- Microsoft this week announced Chief Product Officer Panos Panay left after nearly 20 years.
- Panay is expected to take over for Amazon’s retiring head of devices Dave Limp.
- Insiders say Panay’s exit comes after Microsoft made cuts and canceled products in his unit.
Microsoft Chief Product Officer Panos Panay is leaving for Amazon after the company made budget and staff cuts, canceled products in his division, and discussed a reorganization in his unit.
Panay, a 20-year Microsoft veteran and creator of the company’s Surface line of laptops and tablets, left the company unexpectedly just days before he was set to unveil new Surface models at a Thursday event in New York.
Soon after Panay’s departure was announced, Bloomberg reported that Amazon had hired Panay to replace Dave Limp, the company’s retiring head of devices. Microsoft, Panay, and Amazon all declined to comment.
Insiders who have worked closely with Panay said he was dissatisfied with recent changes in the Windows + Devices division he ran and had long been rumored to be considering a move to Amazon. The insiders requested anonymity because they are not authorized to speak to the press, but their identities were revealed to Insider.
Panay was notably in charge of the team that developed the Surface hardware business during his nearly 20-year tenure at Microsoft. Panay was named Microsoft’s chief product officer in 2018 and put in charge of a new organization called Windows + Devices in 2020, which expanded to include the HoloLens mixed reality-hardware business in 2022.

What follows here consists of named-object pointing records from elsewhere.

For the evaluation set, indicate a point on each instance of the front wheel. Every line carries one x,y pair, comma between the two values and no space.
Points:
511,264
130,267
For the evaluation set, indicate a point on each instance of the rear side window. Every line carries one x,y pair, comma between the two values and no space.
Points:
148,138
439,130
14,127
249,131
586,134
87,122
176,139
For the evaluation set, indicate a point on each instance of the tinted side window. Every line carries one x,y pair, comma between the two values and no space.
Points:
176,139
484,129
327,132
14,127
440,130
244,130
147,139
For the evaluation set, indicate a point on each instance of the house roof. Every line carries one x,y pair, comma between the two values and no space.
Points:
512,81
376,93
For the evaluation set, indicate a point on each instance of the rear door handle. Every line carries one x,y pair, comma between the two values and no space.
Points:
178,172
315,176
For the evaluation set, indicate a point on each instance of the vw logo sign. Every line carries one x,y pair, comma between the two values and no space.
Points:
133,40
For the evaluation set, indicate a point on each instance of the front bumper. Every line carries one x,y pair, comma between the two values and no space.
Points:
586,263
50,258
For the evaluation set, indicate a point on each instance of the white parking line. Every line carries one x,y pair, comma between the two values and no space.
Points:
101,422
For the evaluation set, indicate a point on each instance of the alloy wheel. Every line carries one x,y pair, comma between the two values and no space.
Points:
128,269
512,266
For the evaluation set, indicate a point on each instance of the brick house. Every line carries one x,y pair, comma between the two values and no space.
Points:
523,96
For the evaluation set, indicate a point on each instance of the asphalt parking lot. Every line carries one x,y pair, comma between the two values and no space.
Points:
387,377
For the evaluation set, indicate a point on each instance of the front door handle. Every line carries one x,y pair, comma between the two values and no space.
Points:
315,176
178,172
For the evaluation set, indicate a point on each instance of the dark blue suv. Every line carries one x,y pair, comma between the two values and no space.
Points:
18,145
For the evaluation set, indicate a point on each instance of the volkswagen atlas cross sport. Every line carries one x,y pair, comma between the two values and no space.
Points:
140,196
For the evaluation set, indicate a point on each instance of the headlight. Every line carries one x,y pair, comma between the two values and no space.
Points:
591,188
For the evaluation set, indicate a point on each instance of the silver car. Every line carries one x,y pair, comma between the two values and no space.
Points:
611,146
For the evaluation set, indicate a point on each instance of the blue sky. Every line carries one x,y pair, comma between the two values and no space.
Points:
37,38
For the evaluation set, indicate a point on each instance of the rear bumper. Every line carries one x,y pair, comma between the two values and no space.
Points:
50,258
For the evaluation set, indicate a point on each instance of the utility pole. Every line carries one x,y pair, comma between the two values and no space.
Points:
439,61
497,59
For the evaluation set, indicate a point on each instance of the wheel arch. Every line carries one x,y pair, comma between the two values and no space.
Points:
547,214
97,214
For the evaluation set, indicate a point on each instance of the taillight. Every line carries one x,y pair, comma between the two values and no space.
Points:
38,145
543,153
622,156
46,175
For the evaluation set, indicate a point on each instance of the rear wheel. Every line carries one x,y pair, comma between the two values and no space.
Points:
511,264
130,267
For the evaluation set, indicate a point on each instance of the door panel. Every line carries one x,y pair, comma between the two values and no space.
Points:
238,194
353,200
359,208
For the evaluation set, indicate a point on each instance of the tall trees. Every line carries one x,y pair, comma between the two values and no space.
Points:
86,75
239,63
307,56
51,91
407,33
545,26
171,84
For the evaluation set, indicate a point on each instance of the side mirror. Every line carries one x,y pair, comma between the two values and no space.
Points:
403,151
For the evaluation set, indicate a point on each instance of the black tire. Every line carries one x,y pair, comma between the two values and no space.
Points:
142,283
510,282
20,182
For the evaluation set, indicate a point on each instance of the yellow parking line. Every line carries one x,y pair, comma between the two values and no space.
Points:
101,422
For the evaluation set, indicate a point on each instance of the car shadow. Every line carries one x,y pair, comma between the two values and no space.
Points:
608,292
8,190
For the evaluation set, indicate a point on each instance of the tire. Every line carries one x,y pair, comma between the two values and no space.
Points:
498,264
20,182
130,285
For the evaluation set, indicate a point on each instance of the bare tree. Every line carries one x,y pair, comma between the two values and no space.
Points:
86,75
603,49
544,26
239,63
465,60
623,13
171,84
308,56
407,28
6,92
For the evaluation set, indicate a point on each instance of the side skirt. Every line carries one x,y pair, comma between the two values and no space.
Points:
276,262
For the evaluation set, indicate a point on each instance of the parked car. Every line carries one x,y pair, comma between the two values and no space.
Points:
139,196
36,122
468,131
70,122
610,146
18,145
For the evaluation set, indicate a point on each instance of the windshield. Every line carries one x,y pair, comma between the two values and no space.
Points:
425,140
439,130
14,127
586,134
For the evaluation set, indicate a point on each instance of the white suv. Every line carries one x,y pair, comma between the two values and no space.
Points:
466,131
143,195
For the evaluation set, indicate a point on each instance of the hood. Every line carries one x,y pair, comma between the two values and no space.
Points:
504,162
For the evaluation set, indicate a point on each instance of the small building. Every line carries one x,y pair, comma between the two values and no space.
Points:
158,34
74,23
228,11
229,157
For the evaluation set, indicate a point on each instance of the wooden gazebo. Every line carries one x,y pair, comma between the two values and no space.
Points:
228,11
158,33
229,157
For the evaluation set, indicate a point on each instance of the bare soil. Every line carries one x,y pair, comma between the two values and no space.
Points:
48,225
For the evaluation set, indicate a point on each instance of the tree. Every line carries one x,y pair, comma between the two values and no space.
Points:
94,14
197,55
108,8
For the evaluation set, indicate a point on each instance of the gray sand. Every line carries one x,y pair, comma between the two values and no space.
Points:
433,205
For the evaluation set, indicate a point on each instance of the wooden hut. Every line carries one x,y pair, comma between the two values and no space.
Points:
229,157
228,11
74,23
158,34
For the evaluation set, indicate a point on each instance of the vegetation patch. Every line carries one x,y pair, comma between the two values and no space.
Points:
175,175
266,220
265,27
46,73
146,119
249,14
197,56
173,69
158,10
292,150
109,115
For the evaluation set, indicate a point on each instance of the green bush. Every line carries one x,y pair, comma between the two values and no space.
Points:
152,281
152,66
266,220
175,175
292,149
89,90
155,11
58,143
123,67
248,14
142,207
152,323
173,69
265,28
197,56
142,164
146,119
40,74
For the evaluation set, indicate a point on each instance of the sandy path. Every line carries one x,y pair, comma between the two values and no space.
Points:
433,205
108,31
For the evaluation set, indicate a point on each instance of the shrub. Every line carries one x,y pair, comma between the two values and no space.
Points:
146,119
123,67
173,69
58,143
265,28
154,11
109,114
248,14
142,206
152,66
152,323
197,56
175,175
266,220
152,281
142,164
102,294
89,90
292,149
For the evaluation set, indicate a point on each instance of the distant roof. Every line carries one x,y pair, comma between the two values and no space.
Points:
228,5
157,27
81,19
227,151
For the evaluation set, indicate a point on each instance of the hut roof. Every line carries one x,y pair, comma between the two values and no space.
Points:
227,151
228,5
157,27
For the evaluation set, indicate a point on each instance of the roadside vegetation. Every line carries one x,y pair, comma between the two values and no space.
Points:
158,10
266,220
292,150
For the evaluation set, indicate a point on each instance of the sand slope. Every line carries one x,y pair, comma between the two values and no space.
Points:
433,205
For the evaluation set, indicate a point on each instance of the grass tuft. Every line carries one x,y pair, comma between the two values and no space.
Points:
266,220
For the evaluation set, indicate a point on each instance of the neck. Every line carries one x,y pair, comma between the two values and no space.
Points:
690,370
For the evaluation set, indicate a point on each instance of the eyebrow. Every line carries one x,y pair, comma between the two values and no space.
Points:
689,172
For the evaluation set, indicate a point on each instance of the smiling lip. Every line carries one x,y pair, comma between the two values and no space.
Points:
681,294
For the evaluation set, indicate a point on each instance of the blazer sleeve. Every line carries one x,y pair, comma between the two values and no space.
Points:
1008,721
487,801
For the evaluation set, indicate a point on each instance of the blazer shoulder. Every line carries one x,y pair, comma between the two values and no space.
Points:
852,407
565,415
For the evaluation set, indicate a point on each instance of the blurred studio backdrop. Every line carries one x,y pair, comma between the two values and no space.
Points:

According to insiders, Windows licensing and the unit’s hardware underperformed relative to the company’s financial projections, and Microsoft responded by drastically reducing Panay’s division.
According to insiders, the company has made significant cuts to simplify the Surface business that propelled Panay’s career, including canceling products such as the next generation of Surface headphones. According to the sources, the plan is to focus on Microsoft’s hits rather than the more experimental devices that the company funded during times of prosperity. Panay had recently discussed a potential reorganization that would broaden his remit through organizational additions, but Microsoft had not implemented them, according to two of the people.
Such changes are taking place throughout the company in support of Microsoft’s artificial intelligence ambitions, leaving many senior company leaders facing significant layoffs.
Insiders say Panay was a demanding leader at Microsoft who demanded “white glove service” on everything, referring to a premium experience with extra care and attention to detail. Panay was “really exacting on wanting the end-to-end experience to be beautiful and having high standards,” according to one person who worked closely with Panay for years. “He was a bit of a diva,” said another.
While demanding, Panay was also well-liked at Microsoft and had a team with reports who had been with him for more than a decade, which is usually a good indicator of an executive’s management style but is more common at Microsoft where employees have long tenures.
While it may come as a surprise to some, Panay’s move to Amazon is understandable given his passion for consumer goods, according to sources. Surface has been successful in comparison to many of Microsoft’s consumer hardware products, but it still competes in a vastly different PC market.
Amazon has a larger number of popular consumer devices on the market, such as its Kindle reading tablet, smart home devices with Alexa voice assistant, and smart cameras such as Blink.
Still, Amazon’s devices division has had its own recent struggles, and it’s unclear how Panay will fit in, according to sources. “Devices at Amazon is a slog, and they won’t accommodate him as Microsoft did,” one of the sources said.
Amazon gutted its Alexa division late last year, according to an insider, and Reuters just reported that recent cuts have resulted in a weakened development pipeline. Amazon spokesperson Kristy Schmidt declined to comment on Panay’s departure, but stated that the company is optimistic about its hardware product roadmap.
Panay’s departure from Microsoft is the largest between the two companies since Charlie Bell, a cofounder of Amazon’s cloud business, joined Microsoft in 2021.
Panay is a member of Microsoft’s senior leadership team and was promoted to executive vice president in 2021, but according to a recent organizational chart viewed by Insider, he still reports to another EVP, Rajesh Jha, rather than CEO Satya Nadella. That, however, was not unusual. At least two members of Microsoft’s SLT continue to report to executives other than Nadella.
Limp, the Amazon executive Panay is expected to succeed, is on the company’s senior leadership “S-team,” but it’s unclear whether Panay will join that high-level team, as new hires are rarely added to it right away.